Carolyn Kellogg makes several excellent observations [What Amazon’s e-book numbers are and aren’t telling you, Los Angeles Times, Aug. 4, 2014] regarding a recent blog post from Amazon.
Yes, Amazon leans toward hyperbole. However, there is substance to the underlying message. As a publisher, I know that, over the long haul, it costs less to produce an ebook than a print book. The production is a one-time cost, and adding an ebook to the mix is comparatively inexpensive once the print book has been produced. Nor does the ebook have the recurring cost of printing.
So there is no reason other than corporate greed to price an ebook as high or even higher than a paperback (comparing it to a hardback is disingenuous, IMHO). As Kellogg says, readers have budgets. And if they can buy two or three or four ebooks for the price of a print book, that makes perfect economic sense. Will it result in more total sales of a title as Amazon claims? Hard say, because there are other variables involved (quality of writing, topic, etc.), but logically it would appear to be the case, to a point (priced too low and readers may not buy it either). Is $9.99 the “sweet spot”? That debate is still broiling.
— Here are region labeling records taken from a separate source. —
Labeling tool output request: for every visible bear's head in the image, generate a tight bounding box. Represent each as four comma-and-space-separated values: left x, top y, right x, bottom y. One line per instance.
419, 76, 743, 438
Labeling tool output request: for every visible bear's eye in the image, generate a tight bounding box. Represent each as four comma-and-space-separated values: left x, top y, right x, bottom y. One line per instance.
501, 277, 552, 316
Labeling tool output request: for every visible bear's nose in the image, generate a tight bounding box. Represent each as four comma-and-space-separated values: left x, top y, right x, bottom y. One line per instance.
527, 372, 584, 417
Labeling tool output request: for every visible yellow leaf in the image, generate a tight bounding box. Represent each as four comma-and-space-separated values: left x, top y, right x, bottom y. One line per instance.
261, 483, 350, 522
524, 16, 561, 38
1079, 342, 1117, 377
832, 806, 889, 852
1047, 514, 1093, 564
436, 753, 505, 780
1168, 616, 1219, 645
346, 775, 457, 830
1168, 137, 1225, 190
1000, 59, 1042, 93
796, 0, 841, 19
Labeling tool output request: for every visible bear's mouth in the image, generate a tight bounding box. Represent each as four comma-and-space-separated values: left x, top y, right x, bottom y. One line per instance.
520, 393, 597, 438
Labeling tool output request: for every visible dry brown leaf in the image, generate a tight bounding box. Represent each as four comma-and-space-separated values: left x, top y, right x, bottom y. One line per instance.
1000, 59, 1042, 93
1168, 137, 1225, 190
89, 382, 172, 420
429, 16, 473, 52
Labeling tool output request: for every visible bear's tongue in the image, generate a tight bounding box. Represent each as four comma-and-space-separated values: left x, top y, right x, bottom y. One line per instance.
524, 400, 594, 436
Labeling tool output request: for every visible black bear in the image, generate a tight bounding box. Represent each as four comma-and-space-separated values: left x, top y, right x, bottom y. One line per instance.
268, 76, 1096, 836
One of Amazon’s contentions (assuming Amazon is being genuine) is that more of the revenue should go to the “content developers” (authors), and Amazon believes its approach can achieve that and still allow the publishers to achieve a reasonable profit. I agree with that wholeheartedly.
The real issue here is control of the market—and the New York publishing establishment is losing that battle. Books are not diamonds. These days anyone can produce a book. If the corporate-driven wannabe book cartel — Hachette, et al. — does not like the Amazon business model, perhaps it should find or create an alternative?